Since x ?? y is just a shorthand for isSet(x) ? x : y, you may also look at it this way: a ?? b ?? c is equivalent to isSet(a) ? a : isSet(b) ? b : c. Now, in my opinion, that looks much more confusing and might actually be worth documenting. But even this case follows basic laws of infix operators (it just looks complicated because the ternary operator has, as the name suggests, three operands).

The only operators which are evaluated from right to left (it's called right-associativity) are the assignment operators (:= and its siblings) and the power operator (**). And both of which clearly say that in the documentation.

So, unless I'm missing something, I think this should either be documented more broadly, for all left-associative operators, or left as is.

[V2User]

I'm not sure what you think should be documented about this, that's just how operators work, isn't it?
All operators (with very few exceptions, which are documented) are evaluated from left to right. So just like 1 + 2 + 3 evaluates 1 + 2 first, and then + 3 to the result of that, a ?? b ?? c evaluates a ?? b first and then ?? c to the result of that.
Since x ?? y is just a shorthand for isSet(x) ? x : y, you may also look at it this way: a ?? b ?? c is equivalent to isSet(a) ? a : isSet(b) ? b : c. Now, in my opinion, that looks much more confusing and might actually be worth documenting. But even this case follows basic laws of infix operators (it just looks complicated because the ternary operator has, as the name suggests, three operands).

The only operators which are evaluated from right to left (it's called right-associativity) are the assignment operators (:= and its siblings) and the power operator (**).
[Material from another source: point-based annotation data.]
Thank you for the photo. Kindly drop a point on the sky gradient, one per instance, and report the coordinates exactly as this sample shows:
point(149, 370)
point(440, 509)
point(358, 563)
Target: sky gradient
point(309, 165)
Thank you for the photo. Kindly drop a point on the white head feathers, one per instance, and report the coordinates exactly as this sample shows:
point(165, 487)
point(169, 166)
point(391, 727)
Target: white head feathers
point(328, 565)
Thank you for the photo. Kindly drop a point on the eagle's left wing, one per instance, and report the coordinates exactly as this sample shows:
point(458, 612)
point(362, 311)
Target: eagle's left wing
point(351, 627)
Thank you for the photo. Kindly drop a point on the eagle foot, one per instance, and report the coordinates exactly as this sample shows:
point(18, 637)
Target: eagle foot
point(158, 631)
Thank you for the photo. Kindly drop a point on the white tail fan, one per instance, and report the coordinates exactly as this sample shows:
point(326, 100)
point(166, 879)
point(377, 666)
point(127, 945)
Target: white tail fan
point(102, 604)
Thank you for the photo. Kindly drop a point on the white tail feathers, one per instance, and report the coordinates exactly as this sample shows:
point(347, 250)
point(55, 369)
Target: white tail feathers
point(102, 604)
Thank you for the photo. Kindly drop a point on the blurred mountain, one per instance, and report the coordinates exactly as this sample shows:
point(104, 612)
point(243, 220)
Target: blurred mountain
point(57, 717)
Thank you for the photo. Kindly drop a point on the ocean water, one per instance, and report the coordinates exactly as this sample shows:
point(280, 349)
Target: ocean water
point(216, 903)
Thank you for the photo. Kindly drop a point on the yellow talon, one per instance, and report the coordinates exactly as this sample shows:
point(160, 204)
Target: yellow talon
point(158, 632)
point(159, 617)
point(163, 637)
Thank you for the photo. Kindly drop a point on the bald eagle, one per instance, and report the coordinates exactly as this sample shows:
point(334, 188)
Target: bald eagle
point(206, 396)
And both of which clearly say that in the documentation.

So, unless I'm missing something, I think this should either be documented more broadly, for all left-associative operators, or left as is.

Because expressions are not supported prior to ?? currently, from what has been described in the document.

image.png (210.84 KiB) Viewed 1082 times

x1:=(x1??x2)??x3??x4??(x5?) will throw an error but x1:=x1??x2??x3??x4??(x5?) will not. The usage of x1:=x1??x2??x3??x4??x5 may be deleted as well in the future update if it's an undocumented usage. At that time, all of the codes on this usage have to be rewritten. So currently, you are not able to apply this usage to your codes with confidence. As similar things have happened to V2.0.4.
https://www.autohotkey.com/boards/viewt ... er%20this.

[lexikos]

If I say both operands of + must be a number, does that mean (a * b) + 1 is undocumented because it doesn't say what happens when the left operand is a multiplication expression in parentheses? No.

In x1 ?? x2 ?? x3, the left operand of the second ?? is either x1 or x2; in either case, a variable.

Strictly speaking, (x1 ?? x2) ?? x3 should work but currently doesn't due to undocumented limitations. I think this will be fixed by v2.1, but in the meantime, just don't do that.

Right-associativity means that x1 ?? x2 ?? x3 would be evaluated as x1 ?? (x2 ?? x3) and not (x1 ?? x2) ?? x3, but putting aside the above limitation, it isn't possible to observe the difference because variable references have no side-effects. Either way, if the first operand is unset, the second operand isn't evaluated at all.